Jones V. Brown
Author :
Publisher :
Page : 104 pages
File Size : 42,25 MB
Release : 1994
Category :
ISBN :
Author :
Publisher :
Page : 104 pages
File Size : 42,25 MB
Release : 1994
Category :
ISBN :
Author : Felix Frankfurter
Publisher :
Page : 40 pages
File Size : 22,79 MB
Release : 1947
Category : Law
ISBN :
Author : Penny Jones
Publisher : Hazelden Publishing
Page : 44 pages
File Size : 16,14 MB
Release : 1983-03-01
Category : Juvenile Fiction
ISBN : 9780894861703
In this allegory, a caterpillar finds such a pleasant mellow glow inside a brown bottle that he rejects his friends and the outside world altogether, and becomes completely dependent on the bottle which traps and eventually kills him.
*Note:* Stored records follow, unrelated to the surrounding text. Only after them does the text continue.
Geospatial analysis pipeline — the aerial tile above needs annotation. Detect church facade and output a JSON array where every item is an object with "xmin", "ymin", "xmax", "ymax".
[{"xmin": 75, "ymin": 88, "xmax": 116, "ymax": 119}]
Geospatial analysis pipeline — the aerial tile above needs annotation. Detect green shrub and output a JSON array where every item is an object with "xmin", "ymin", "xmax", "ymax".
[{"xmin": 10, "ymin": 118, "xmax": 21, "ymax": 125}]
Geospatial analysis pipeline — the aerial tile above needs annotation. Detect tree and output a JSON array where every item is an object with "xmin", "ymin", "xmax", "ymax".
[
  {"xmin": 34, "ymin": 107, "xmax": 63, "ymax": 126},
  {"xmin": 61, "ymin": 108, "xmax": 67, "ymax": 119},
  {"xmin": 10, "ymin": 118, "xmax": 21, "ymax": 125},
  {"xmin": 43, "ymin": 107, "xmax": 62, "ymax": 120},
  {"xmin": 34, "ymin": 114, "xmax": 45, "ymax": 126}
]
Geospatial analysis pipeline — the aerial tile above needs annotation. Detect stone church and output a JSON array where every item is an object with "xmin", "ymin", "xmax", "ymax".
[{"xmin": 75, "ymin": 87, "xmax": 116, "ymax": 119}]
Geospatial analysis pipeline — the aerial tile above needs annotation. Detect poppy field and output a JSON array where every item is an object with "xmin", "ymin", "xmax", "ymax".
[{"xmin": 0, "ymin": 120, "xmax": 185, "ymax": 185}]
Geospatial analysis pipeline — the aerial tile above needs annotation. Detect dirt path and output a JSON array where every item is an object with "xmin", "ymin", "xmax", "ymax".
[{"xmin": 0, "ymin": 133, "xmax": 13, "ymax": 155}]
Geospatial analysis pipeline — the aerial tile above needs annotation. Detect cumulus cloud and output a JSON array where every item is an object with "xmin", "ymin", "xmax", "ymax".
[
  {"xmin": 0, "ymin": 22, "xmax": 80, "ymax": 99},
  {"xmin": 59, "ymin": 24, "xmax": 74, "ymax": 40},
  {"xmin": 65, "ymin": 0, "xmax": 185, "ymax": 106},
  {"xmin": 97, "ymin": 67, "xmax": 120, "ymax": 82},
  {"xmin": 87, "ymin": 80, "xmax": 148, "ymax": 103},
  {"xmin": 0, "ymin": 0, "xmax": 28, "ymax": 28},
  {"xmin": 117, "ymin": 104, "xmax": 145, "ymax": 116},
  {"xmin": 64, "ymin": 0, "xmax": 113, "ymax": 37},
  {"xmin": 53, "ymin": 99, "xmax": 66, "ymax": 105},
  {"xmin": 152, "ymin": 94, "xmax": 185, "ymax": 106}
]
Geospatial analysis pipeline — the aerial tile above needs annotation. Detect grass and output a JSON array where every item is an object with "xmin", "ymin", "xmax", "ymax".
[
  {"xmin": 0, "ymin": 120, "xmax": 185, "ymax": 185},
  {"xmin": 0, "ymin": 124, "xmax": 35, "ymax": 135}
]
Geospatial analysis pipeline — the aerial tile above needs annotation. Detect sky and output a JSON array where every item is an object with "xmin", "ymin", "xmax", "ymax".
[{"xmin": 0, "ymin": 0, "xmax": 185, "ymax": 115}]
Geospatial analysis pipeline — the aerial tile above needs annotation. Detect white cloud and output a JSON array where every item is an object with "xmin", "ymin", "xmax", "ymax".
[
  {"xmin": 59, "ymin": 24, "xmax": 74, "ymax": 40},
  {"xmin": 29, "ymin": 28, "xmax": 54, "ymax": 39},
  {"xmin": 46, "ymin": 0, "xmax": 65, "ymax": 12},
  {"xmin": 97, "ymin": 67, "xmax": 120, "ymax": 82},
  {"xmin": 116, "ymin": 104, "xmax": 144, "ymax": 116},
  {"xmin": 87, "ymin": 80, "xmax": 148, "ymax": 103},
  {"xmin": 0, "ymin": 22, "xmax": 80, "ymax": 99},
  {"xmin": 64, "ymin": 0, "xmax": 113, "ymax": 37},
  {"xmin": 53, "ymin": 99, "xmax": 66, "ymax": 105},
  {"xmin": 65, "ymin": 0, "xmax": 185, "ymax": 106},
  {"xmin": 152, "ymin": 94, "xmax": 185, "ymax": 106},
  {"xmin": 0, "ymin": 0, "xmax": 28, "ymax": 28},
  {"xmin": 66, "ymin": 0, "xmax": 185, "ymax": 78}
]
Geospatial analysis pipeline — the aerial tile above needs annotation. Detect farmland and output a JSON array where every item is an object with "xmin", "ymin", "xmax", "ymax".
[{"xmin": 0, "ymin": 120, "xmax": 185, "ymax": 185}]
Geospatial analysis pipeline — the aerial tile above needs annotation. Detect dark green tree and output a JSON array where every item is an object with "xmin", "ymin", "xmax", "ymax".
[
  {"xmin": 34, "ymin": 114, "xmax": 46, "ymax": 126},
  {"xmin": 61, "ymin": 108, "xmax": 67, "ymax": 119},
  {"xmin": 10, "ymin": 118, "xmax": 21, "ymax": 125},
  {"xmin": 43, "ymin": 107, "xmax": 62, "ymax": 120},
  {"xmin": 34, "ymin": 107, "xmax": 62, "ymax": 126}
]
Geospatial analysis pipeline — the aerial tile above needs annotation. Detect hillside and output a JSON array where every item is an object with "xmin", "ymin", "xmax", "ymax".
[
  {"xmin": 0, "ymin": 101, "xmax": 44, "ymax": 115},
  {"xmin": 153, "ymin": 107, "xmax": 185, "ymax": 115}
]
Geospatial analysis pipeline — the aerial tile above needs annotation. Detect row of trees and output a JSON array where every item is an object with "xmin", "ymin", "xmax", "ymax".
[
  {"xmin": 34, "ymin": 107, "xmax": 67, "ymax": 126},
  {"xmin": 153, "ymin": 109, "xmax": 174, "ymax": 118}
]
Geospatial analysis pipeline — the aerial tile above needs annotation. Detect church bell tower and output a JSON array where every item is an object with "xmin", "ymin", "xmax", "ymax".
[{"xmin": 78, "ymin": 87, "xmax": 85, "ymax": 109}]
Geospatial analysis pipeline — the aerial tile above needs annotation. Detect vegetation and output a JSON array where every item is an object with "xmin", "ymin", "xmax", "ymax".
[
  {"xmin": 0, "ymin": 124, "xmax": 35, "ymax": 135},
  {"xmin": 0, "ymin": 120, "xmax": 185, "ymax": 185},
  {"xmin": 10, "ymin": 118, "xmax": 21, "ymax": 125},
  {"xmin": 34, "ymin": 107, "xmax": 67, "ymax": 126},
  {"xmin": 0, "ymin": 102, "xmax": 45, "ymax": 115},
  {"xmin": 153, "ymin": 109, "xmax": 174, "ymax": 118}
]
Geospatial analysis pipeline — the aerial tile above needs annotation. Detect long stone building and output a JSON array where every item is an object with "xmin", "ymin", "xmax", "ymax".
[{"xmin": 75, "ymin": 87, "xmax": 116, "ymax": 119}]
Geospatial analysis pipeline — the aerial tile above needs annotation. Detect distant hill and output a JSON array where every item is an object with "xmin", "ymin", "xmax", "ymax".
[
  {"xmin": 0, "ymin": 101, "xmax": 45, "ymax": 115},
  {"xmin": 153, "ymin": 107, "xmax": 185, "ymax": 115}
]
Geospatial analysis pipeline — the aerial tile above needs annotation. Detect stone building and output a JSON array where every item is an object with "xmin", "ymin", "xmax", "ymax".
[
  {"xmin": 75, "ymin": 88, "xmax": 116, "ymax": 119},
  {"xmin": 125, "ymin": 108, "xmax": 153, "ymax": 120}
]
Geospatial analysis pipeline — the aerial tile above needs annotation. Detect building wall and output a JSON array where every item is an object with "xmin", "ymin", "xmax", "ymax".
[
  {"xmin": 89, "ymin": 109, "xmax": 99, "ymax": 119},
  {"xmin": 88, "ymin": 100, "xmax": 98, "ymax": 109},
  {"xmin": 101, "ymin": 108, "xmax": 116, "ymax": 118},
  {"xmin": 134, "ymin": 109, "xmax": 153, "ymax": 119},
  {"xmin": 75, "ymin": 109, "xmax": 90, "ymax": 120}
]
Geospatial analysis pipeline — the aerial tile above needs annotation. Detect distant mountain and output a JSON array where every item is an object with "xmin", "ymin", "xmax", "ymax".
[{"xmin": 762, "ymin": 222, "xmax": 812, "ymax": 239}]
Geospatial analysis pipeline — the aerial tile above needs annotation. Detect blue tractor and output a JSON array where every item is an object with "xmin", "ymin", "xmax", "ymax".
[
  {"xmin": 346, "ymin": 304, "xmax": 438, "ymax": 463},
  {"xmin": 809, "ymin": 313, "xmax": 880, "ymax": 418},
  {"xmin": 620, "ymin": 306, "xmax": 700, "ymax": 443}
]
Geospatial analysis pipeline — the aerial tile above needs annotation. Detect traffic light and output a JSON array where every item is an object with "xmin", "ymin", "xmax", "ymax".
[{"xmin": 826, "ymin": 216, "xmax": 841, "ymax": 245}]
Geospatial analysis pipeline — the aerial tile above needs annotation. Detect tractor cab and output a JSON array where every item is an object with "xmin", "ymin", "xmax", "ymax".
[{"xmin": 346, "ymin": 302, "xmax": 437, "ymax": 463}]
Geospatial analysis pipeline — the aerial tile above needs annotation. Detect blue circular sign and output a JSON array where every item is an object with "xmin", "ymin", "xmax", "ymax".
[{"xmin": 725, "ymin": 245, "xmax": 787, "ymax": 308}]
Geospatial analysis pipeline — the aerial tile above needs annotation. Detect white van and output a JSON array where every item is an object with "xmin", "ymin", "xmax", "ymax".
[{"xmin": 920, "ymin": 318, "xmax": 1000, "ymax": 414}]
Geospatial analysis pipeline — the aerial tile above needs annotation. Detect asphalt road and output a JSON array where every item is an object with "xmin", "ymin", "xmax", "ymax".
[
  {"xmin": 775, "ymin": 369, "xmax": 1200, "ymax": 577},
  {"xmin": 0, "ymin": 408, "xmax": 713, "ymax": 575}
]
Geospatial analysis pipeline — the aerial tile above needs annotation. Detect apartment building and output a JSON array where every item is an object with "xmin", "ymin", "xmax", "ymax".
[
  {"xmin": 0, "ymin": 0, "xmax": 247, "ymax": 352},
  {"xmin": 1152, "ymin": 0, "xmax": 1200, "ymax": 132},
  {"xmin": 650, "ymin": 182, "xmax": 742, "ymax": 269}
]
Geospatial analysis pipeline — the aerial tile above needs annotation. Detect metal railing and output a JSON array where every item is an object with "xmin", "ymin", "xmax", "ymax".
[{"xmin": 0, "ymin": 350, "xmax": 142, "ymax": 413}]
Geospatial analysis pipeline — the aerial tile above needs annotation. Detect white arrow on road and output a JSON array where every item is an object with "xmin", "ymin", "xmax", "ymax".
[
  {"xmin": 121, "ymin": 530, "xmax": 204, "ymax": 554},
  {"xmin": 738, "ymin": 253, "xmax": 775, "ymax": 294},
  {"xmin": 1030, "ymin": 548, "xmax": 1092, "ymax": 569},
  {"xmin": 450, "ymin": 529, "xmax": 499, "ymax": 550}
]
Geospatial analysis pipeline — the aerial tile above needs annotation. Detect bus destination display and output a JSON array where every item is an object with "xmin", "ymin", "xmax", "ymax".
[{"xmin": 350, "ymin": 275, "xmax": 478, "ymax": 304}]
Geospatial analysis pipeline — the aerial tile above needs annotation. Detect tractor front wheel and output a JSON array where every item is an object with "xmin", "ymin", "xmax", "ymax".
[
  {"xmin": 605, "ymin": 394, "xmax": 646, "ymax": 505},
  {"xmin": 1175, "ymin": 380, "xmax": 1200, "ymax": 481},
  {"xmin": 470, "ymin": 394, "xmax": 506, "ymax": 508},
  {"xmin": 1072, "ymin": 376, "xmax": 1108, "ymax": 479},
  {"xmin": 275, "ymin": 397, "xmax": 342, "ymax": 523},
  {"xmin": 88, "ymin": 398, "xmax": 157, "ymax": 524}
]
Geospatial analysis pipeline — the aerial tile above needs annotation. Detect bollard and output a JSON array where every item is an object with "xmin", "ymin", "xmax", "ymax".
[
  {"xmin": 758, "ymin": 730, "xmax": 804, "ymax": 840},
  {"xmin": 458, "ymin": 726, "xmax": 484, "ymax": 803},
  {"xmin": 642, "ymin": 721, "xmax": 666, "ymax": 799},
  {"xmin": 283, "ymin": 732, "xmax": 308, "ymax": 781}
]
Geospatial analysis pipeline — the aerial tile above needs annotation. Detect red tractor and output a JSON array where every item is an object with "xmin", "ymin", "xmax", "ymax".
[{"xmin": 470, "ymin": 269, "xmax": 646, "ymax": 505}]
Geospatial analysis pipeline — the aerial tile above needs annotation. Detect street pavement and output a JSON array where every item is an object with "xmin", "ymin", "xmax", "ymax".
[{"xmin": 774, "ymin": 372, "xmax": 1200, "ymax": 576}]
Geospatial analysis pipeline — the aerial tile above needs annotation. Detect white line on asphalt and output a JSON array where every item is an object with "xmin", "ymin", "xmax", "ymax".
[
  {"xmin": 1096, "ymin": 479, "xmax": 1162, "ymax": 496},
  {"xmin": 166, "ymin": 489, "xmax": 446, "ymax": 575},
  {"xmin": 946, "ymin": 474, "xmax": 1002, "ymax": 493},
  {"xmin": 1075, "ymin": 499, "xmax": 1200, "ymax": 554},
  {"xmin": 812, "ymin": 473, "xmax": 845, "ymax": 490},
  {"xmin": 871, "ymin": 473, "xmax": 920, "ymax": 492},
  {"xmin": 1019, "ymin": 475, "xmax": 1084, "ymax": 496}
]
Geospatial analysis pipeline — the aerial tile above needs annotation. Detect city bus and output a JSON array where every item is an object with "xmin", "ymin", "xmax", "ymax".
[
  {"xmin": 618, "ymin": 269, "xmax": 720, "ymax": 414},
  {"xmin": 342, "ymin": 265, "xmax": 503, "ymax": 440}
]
Author : United States. Department of Justice
Publisher :
Page : 156 pages
File Size : 50,42 MB
Release : 1947
Category : Administrative agencies
ISBN :
Author : Owen D. Jones
Publisher : Aspen Publishing
Page : 1004 pages
File Size : 42,14 MB
Release : 2020-09-15
Category : Medical
ISBN : 1543801099
"Coursebook on law and neuroscience, including the bearing of neuroscience on criminal law, criminal procedure, and evidence"--
Author : John Pitt TAYLOR
Publisher :
Page : 968 pages
File Size : 50,18 MB
Release : 1868
Category :
ISBN :
Author : Rob Biddulph
Publisher : Macmillan Children's Books
Page : 384 pages
File Size : 42,86 MB
Release : 2021-09-14
Category : Juvenile Fiction
ISBN : 1760988340
Superstar, author and illustrator Rob Biddulph dazzles in Peanut Jones and the Illustrated City, the first title in a brand new adventure series for boys and girls of 8+. Fizzing with magic, danger, friendship and art, this exciting, fun, middle-grade debut is from the bestselling creative genius behind #DrawWithRob. Some legends are born, some are drawn . . . Drawing feels like magic to Peanut Jones. But art can't fix her problems. Her dad has gone missing, and she's stuck in a boring new school. Until the day she finds a unique pencil turbo-charged with special powers. Suddenly she's pulled into a world packed with more colour, creativity, excitement and danger than she could ever have imagined. And maybe, just maybe, she might find out what happened to her dad.
Author : Joanna Nadin
Publisher : OUP Oxford
Page : 0 pages
File Size : 18,75 MB
Release : 2014-01
Category : Juvenile Nonfiction
ISBN : 9780198302773
Join special agent Jake Jones as he tries to stop Vlad the Bad from taking all the things that start with the letter V in Jake Jones v Vlad the Bad. This book is part of Project X Origins, a ground-breaking guided reading programme for the whole school.
Author : John Taylor
Publisher : BoD – Books on Demand
Page : 974 pages
File Size : 23,29 MB
Release : 2023-02-07
Category : Fiction
ISBN : 3368152858
Reprint of the original.
Author : Derrick Bell
Publisher : Oxford University Press
Page : 241 pages
File Size : 15,60 MB
Release : 2004-04-19
Category : History
ISBN : 0198038550
When the landmark Supreme Court case of Brown vs. Board of Education was handed down in 1954, many civil rights advocates believed that the decision, which declared public school segregation unconstitutional, would become the Holy Grail of racial justice. Fifty years later, despite its legal irrelevance and the racially separate and educationally ineffective state of public schooling for most black children, Brown is still viewed by many as the perfect precedent. Here, Derrick Bell shatters the shining image of this celebrated ruling. He notes that, despite the onerous burdens of segregation, many black schools functioned well and racial bigotry had not rendered blacks a damaged race. He maintains that, given what we now know about the pervasive nature of racism, the Court should have determined instead to rigorously enforce the "equal" component of the "separate but equal" standard. Racial policy, Bell maintains, is made through silent covenants--unspoken convergences of interest and involuntary sacrifices of rights--that ensure that policies conform to priorities set by policy-makers. Blacks and whites are the fortuitous winners or losers in these unspoken agreements. The experience with Brown, Bell urges, should teach us that meaningful progress in the quest for racial justice requires more than the assertion of harms. Strategies must recognize and utilize the interest-convergence factors that strongly influence racial policy decisions. In Silent Covenants, Bell condenses more than four decades of thought and action into a powerful and eye-opening book.